A synthetic local symbol is a symbol with STB_LOCAL binding defined in a SyntheticSection. The primary use case for these symbols is to identify Thunks (When support for Thunks as synthetic sections) is added. Another use case is ARM/AArch64 mapping symbols such as $a, $t and $d. These can be added to Thunks and PLT sections to give better disassembly.

For thunks we need to create a symbol in the SyntheticSection representing the Thunk so we can retarget the relocation at it. As functions with STB_LOCAL binding can have the same name, and may need more than one range extension Thunk it simplifies the Thunk implementation if we can make the Thunk symbols have STB_LOCAL binding, and allow non-unique names.

Mapping symbols such as $a, $t and $d are helpful for the disassembler to identify which parts of the Thunk are ARM, Thumb or Data. The ABI allows mapping symbols to have a .suffix which is ignored to account for tools that can't handle non-unique names.

We can already add symbols with STB_LOCAL binding to synthetic sections by using addRegular, however we have to say IsLocal=false in the SymbolBody and we have to have a unique name. These are not fundamental restrictions to implement Thunks or MappingSymbols as in both cases we can make sure the symbol name we add is unique. However I'm not hugely keen on setting IsLocal=false, there is also potential for other SymbolTable processing treating the symbols as if they were global.
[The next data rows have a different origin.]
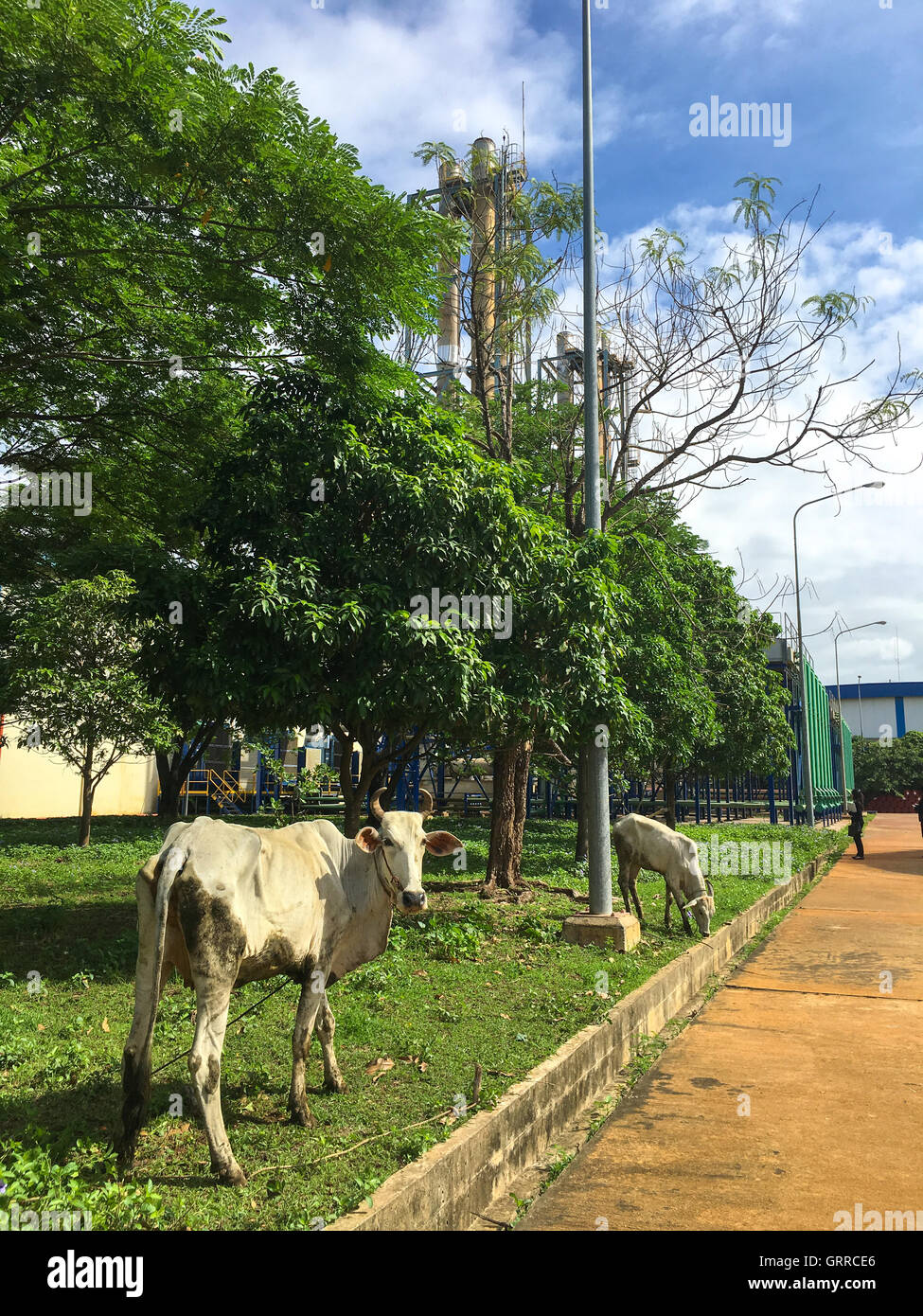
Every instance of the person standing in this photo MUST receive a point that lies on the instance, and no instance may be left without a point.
(858, 822)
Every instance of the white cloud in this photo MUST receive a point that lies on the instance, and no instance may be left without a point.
(390, 78)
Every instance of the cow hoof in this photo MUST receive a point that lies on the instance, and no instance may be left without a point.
(232, 1175)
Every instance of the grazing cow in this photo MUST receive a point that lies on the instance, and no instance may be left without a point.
(229, 904)
(646, 844)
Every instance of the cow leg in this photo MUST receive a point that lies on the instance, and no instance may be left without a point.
(309, 1005)
(212, 1002)
(632, 886)
(135, 1058)
(623, 884)
(326, 1028)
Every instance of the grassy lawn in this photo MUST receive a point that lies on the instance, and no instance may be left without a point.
(469, 982)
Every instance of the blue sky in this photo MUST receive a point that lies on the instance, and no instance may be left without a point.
(387, 75)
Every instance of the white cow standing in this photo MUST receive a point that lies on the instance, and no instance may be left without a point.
(229, 904)
(646, 844)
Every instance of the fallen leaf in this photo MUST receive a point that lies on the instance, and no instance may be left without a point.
(381, 1066)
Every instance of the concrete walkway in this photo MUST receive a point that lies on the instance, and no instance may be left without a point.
(828, 1065)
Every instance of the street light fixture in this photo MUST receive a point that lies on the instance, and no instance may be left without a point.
(848, 631)
(802, 664)
(598, 833)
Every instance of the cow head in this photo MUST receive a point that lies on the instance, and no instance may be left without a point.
(398, 846)
(703, 908)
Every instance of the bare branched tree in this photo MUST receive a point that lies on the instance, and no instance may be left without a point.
(730, 370)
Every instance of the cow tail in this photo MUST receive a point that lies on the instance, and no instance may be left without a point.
(135, 1057)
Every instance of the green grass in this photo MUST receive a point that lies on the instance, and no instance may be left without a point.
(468, 984)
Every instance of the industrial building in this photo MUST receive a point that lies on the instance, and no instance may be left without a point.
(882, 708)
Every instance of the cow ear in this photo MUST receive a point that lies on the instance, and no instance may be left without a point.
(443, 843)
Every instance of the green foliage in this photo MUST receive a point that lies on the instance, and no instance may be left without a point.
(41, 1173)
(889, 769)
(71, 675)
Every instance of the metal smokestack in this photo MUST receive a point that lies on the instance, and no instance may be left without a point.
(484, 297)
(451, 176)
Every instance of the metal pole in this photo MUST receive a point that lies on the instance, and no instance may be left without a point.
(802, 667)
(598, 839)
(806, 725)
(839, 708)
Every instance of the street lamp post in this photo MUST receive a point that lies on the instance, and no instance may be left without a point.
(848, 631)
(802, 662)
(598, 841)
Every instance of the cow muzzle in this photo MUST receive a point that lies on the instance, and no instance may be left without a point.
(414, 901)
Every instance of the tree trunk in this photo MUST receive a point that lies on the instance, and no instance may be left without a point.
(86, 809)
(670, 798)
(582, 849)
(171, 783)
(507, 820)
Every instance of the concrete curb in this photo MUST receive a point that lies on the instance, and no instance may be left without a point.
(452, 1182)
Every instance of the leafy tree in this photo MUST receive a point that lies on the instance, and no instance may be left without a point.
(888, 769)
(71, 682)
(168, 222)
(170, 230)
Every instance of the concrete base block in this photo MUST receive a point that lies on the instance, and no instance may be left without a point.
(619, 931)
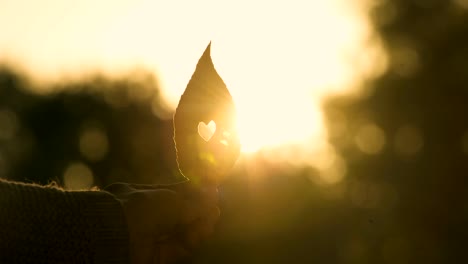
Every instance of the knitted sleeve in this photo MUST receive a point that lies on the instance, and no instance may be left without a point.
(48, 225)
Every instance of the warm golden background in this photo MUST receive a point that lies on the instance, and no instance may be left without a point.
(352, 116)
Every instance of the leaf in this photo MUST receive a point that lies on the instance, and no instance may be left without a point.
(206, 100)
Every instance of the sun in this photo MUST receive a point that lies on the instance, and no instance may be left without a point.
(279, 59)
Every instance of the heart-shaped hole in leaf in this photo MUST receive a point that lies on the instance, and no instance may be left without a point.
(206, 131)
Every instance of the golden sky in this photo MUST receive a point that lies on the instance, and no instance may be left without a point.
(278, 58)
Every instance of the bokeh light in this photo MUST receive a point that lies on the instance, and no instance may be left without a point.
(93, 143)
(370, 139)
(277, 58)
(78, 176)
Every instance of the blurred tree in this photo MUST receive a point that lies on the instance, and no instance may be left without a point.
(106, 130)
(419, 107)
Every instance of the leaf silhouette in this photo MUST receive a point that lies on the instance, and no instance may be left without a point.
(206, 100)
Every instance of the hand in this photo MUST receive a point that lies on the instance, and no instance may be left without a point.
(166, 221)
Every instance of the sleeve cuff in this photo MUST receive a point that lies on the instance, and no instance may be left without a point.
(110, 238)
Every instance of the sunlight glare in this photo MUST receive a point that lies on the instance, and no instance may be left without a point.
(279, 59)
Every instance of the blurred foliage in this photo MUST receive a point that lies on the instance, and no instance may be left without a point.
(107, 126)
(405, 141)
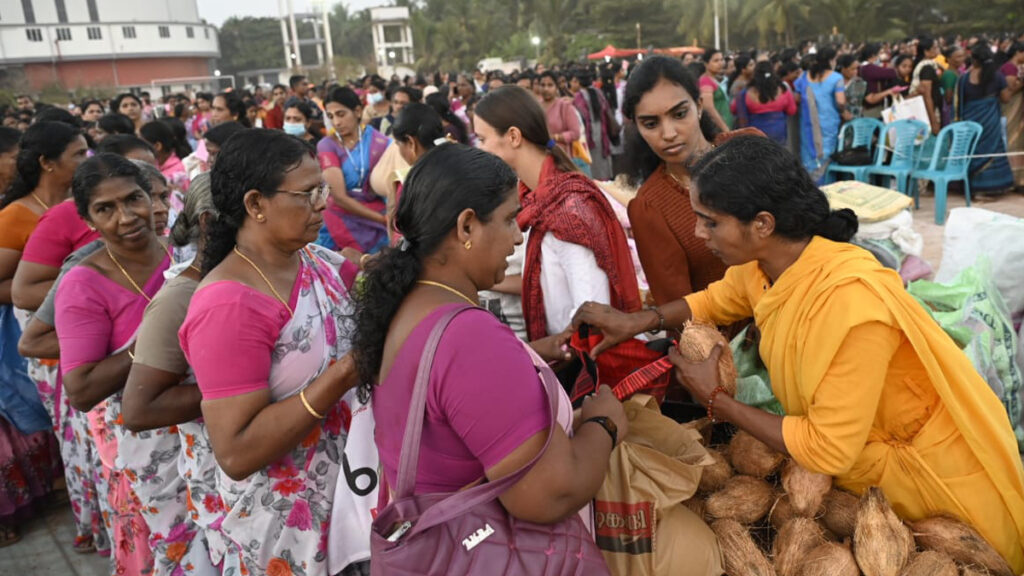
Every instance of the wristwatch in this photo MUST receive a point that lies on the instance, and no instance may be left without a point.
(608, 425)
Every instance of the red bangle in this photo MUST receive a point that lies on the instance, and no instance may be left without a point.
(711, 403)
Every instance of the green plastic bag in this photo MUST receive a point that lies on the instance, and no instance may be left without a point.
(972, 312)
(753, 384)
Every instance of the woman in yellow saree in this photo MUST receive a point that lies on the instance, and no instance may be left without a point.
(875, 393)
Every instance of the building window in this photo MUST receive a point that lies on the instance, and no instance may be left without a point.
(30, 14)
(392, 35)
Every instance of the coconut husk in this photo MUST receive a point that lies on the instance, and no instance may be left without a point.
(743, 499)
(695, 343)
(714, 477)
(781, 511)
(829, 560)
(930, 563)
(697, 505)
(960, 541)
(841, 512)
(753, 457)
(806, 489)
(882, 543)
(797, 538)
(740, 553)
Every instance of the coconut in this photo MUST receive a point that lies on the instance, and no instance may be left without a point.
(881, 543)
(740, 553)
(695, 343)
(806, 489)
(697, 505)
(713, 477)
(753, 457)
(743, 499)
(828, 560)
(841, 512)
(781, 512)
(797, 538)
(961, 542)
(930, 563)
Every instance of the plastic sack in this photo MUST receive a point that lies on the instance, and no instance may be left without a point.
(753, 383)
(642, 529)
(972, 312)
(973, 232)
(19, 402)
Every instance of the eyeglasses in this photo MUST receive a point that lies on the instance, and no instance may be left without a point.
(313, 196)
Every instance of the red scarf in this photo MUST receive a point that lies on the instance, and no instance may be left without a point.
(571, 207)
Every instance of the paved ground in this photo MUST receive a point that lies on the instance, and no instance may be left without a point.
(46, 545)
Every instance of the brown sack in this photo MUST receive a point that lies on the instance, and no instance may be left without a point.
(637, 510)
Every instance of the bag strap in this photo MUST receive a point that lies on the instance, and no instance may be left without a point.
(463, 501)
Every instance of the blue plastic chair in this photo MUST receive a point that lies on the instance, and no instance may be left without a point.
(905, 134)
(950, 160)
(866, 133)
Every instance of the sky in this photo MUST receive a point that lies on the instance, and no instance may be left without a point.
(216, 11)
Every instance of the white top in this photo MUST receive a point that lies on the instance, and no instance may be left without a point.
(569, 277)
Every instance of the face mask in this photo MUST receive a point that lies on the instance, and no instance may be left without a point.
(295, 128)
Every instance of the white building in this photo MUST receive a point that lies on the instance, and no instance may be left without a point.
(392, 38)
(160, 44)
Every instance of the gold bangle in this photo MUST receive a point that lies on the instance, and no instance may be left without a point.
(315, 414)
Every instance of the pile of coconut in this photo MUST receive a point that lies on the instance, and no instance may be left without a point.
(773, 517)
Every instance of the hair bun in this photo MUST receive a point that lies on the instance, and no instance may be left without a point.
(839, 225)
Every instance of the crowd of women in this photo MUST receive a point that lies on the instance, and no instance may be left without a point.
(220, 330)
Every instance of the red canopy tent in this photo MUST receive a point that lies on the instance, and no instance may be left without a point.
(610, 51)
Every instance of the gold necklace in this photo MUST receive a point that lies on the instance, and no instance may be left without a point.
(125, 273)
(40, 201)
(265, 279)
(450, 289)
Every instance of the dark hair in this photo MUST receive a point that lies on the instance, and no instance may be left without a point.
(254, 159)
(418, 121)
(116, 123)
(415, 94)
(48, 139)
(765, 81)
(8, 140)
(821, 62)
(981, 56)
(121, 145)
(116, 105)
(345, 96)
(304, 108)
(440, 105)
(55, 114)
(98, 168)
(512, 106)
(751, 174)
(446, 180)
(642, 161)
(236, 108)
(221, 132)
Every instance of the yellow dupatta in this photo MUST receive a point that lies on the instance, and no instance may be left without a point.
(799, 343)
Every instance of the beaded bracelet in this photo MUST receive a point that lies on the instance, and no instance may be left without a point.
(711, 404)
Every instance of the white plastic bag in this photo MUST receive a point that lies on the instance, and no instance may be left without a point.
(974, 232)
As the local symbols are added outside of SymbolTable::Symbols I've incremented NumLocals when adding a synthetic local.

I've added support for adding to mapping symbols to the ARM PLT to test this out.

Diff Detail

Repository
rL LLVM

Event Timeline

peter.smith created this revision.Jan 20 2017, 8:46 AM

I've not added any uses of adding a local symbol to a synthetic section. I've checked that it works by adding mapping symbols to ARM PLT entries, this is quite a large diff due to test updates so I've not included it in the review. I've attached the patch for reference

evgeny777 edited edge metadata.Jan 20 2017, 9:25 AM

Looks good, but wait for others, please.

ELF/SyntheticSections.cpp
1143 ↗(On Diff #85142)

I'd add lambda which takes 'DefinedRegular<ELFT> *' and call it in both places.

grimar added inline comments.Jan 20 2017, 9:33 AM
ELF/SyntheticSections.cpp
1152 ↗(On Diff #85142)

cast<DefinedRegular<ELFT>> instead ?

ruiu edited edge metadata.Jan 20 2017, 9:57 AM

SymbolTable class in SymbolTable.cpp is a class to arbitrate global symbols, and currently it has no interaction with local symbols, because local symbols don't need any symbol name resolution. This patch is using that class as a storage to store synthetic symbols. I found that that's a bit confusing.

Can you move that to SyntheticSections.h or somewhere to make it clear that the symbol table doesn't do any business with local symbols?

Removed all code in SymbolTable and rebased the patch on top of D29021.

I've added a function addSyntheticLocal which creates the symbol body and automatically adds it to the SymTab if it exists. This avoids storing the SymbolBodies in a temporary location.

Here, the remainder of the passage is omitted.